Jeudi 5 novembre : l’hôpital, seul lieu où se croisent ceux qui arrivent dans ce monde et ceux qui le quittent
Le service de réanimation de l’hôpital est le centre de toutes les attentions des soignants. Mais la Covid-19 a bouleversé le fonctionnement de l’hôpital tout entier. En ce quatrième jour de tournage, une jeune femme enceinte vient d’arriver à la maternité, elle a perdue les eaux quelques heures plus tôt. À ses côtés, Mélanie Serpaud, sage-femme, est masquée et prend toutes ses précautions : la future maman a été testée positive la semaine dernière. "J'ai pleuré, j'étais en larmes, je pensais à mon bébé, (…).

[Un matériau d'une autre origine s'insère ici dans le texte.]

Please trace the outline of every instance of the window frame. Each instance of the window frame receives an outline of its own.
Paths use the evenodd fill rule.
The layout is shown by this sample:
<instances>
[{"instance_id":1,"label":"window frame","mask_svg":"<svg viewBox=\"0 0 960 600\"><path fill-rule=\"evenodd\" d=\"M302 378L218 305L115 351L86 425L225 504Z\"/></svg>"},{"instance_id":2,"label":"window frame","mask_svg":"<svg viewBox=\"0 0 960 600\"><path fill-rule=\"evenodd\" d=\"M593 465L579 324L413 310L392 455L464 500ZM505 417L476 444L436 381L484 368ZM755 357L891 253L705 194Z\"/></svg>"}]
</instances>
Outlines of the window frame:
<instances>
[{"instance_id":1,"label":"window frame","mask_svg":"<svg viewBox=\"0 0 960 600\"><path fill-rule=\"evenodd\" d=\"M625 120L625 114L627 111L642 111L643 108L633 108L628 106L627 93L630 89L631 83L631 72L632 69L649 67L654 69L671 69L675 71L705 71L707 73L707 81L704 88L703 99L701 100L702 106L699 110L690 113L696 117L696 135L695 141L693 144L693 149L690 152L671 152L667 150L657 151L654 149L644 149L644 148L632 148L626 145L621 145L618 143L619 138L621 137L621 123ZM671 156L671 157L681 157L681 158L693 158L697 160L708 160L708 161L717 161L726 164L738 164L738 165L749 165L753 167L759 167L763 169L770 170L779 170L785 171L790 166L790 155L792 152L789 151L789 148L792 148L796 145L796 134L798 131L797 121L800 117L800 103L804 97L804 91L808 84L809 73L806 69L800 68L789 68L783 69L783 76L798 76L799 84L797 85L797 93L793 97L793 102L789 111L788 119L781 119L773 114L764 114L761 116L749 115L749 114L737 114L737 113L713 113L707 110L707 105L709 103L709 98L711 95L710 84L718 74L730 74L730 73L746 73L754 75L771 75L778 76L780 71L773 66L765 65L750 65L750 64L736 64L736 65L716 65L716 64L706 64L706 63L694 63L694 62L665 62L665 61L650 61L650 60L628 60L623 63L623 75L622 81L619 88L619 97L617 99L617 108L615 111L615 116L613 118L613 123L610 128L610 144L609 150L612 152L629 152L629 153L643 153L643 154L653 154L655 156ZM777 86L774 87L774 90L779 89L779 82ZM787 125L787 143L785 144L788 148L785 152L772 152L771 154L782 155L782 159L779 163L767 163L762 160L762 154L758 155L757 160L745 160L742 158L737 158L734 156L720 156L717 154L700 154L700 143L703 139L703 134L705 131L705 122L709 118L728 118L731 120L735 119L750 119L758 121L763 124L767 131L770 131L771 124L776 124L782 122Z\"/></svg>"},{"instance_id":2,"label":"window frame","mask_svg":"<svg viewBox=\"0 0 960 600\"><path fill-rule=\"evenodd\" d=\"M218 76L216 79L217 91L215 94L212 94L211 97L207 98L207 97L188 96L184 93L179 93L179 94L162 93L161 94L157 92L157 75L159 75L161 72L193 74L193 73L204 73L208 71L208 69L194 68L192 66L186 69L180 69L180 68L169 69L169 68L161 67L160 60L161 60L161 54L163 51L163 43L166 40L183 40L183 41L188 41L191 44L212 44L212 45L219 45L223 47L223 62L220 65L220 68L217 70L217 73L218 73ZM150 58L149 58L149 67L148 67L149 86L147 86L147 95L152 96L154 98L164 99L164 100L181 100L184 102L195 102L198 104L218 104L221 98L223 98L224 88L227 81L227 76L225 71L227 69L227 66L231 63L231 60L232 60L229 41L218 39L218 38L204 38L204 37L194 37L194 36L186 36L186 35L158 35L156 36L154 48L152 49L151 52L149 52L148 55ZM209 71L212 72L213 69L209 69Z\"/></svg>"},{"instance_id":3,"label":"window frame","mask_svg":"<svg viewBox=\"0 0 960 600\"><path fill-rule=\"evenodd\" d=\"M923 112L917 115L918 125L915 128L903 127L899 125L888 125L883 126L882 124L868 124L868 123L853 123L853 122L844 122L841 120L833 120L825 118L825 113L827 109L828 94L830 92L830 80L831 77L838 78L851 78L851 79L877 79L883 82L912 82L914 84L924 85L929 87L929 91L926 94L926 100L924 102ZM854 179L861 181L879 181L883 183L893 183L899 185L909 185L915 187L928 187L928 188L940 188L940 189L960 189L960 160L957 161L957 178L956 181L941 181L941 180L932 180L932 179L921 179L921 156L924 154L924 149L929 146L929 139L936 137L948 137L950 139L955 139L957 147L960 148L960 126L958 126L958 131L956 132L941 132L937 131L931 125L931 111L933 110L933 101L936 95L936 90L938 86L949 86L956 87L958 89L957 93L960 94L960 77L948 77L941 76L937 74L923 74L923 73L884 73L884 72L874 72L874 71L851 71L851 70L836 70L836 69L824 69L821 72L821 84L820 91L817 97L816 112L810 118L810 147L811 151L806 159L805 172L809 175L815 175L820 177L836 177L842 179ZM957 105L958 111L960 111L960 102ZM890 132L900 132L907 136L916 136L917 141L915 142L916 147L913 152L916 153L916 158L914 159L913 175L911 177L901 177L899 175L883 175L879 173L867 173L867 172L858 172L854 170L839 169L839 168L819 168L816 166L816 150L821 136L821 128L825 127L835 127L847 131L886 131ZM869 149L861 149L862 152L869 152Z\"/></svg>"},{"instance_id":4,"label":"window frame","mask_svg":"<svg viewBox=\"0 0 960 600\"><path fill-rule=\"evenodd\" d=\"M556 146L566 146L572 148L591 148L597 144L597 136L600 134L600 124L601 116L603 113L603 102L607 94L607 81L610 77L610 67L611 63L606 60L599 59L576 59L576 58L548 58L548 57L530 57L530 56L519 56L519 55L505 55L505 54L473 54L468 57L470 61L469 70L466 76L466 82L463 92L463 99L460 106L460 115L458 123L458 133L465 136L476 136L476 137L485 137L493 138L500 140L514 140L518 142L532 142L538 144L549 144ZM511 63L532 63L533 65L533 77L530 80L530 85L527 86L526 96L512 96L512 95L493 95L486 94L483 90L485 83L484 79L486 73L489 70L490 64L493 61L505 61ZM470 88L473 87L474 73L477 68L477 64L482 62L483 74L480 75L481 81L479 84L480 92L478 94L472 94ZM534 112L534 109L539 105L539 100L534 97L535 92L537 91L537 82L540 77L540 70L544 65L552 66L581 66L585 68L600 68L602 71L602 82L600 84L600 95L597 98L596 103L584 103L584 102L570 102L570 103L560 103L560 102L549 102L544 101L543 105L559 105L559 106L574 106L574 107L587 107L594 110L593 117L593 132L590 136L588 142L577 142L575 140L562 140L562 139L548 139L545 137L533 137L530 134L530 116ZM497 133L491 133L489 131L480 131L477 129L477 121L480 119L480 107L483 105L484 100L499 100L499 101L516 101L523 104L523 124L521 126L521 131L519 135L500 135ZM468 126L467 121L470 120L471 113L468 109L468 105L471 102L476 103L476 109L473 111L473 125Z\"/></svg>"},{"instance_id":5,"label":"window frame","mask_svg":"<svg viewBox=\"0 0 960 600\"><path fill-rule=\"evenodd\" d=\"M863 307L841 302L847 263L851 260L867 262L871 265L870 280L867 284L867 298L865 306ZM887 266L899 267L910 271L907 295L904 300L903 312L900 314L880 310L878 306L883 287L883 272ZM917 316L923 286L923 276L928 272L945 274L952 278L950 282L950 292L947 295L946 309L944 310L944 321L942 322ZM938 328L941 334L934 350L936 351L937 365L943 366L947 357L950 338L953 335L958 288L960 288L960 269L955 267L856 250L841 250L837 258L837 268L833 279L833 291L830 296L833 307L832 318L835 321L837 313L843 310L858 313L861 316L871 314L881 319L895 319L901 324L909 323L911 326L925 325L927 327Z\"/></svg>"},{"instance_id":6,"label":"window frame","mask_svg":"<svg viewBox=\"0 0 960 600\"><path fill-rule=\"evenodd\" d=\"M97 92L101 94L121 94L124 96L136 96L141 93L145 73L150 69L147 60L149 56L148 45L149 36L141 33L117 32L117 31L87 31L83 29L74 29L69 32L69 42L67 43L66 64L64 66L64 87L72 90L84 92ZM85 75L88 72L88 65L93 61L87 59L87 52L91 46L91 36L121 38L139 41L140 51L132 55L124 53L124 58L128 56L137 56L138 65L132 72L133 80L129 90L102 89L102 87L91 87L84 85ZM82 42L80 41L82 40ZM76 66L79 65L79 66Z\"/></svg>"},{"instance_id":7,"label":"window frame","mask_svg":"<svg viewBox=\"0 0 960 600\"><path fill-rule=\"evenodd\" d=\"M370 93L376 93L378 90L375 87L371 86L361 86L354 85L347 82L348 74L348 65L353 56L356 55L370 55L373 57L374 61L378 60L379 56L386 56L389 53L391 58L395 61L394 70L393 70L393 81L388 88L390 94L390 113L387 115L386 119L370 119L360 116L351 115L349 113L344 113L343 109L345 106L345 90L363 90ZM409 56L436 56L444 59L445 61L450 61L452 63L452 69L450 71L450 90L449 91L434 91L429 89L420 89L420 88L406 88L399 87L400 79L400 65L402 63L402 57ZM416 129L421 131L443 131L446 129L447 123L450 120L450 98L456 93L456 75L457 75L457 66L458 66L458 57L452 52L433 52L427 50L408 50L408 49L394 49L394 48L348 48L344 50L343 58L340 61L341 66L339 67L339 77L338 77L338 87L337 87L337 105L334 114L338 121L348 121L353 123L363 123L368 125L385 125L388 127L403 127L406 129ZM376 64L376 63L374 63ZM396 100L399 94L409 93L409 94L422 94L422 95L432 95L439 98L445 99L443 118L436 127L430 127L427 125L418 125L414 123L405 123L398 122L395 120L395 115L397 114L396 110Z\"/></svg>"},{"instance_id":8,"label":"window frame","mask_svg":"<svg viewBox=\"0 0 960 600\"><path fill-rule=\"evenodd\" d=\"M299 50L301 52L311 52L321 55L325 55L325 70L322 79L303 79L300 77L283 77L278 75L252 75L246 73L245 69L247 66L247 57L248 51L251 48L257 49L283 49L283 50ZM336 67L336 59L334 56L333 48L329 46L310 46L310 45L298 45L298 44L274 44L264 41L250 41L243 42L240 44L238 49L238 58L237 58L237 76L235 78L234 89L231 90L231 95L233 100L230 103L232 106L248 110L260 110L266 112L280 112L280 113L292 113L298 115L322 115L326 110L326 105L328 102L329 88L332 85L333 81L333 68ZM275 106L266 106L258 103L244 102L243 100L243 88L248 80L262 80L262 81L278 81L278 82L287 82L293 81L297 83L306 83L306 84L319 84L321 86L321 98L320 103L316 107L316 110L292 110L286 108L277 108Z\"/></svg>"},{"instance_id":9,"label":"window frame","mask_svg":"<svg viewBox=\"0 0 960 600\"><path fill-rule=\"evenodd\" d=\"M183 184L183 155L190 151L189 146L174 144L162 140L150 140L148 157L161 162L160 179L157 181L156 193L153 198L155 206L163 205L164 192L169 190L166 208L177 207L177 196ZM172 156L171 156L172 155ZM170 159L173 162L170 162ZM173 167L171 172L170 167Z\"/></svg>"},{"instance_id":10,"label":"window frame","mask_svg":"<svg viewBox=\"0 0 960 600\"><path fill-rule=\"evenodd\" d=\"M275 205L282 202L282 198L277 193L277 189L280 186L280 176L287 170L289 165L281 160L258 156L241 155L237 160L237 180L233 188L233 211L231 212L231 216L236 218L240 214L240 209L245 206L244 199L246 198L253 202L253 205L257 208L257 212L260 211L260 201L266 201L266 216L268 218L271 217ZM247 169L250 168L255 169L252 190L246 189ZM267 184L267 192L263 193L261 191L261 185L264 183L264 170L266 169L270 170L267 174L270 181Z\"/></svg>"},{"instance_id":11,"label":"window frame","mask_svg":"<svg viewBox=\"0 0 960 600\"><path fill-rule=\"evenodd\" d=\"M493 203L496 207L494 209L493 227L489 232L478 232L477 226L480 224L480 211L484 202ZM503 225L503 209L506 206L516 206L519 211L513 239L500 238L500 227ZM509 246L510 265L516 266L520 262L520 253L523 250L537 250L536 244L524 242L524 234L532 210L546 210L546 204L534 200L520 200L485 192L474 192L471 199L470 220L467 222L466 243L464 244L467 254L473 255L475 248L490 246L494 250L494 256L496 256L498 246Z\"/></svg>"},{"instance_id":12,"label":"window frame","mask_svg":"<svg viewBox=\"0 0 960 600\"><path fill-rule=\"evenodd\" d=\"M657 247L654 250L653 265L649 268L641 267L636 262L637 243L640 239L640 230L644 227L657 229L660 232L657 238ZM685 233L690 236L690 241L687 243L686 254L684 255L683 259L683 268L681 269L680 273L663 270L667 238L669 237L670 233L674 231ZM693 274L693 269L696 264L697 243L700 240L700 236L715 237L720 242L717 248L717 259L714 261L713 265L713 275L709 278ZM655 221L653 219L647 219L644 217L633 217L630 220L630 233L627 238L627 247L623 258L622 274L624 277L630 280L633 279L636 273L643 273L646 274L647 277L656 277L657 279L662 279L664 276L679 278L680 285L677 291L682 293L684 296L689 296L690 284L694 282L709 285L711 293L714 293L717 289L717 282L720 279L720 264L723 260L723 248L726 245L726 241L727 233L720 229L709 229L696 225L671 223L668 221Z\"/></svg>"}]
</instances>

J’avais peur, mais on m'a rassurée, on m'a dit qu'il n'y avait pas de risque pour le bébé", témoigne-t-elle.Comme elle, toutes les futures mamans posent les mêmes questions dans cette situation anxiogène, et les soignants n’ont pas toujours les réponses. Des protocoles stricts ont d’ailleurs été mis en place : si le père est testé positif, il ne peut pas se rendre à l’hôpital.À l’étage inférieur, la chambre funéraire fonctionne également au rythme de l’épidémie de Covid-19. Depuis la première vague, un décret a été publié et ordonne la mise en bière immédiate des défunts. "Vous savez qu’il n’y a personne qui pourra venir voir le défunt (…). On les accompagne jusqu’au bout mais c’est compliqué pour nous", explique Marie-Elisabeth Bouquet, agent de la chambre funéraire. Les soignants prennent des photos, à la demande des familles, pour garder une dernière image des proches décédés. "Ça pourrait être notre grand-père ou notre grand-mère… Il faut en prendre soin comme si c’était notre famille", conclut Sylvain Lucidarme, 23 ans, aide-soignant appelé en renfort dans ce service.
Le pic de la deuxième vague à Valenciennes et dans les hôpitaux du Nord est attendu autour du 15 novembre. D'ici là, d'autres transferts de patients vont être effectués vers l'Allemagne pour soulager les services de réanimation des Hauts-de-France.
Depuis mars, 1144 personnes sont décédées de la Covid-19 dans les hôpitaux du Nord. Grâce au travail sans relâche des soignants, 4864 patients ont pu rentrer chez eux après une hospitalisation pour Covid-19 dans le département.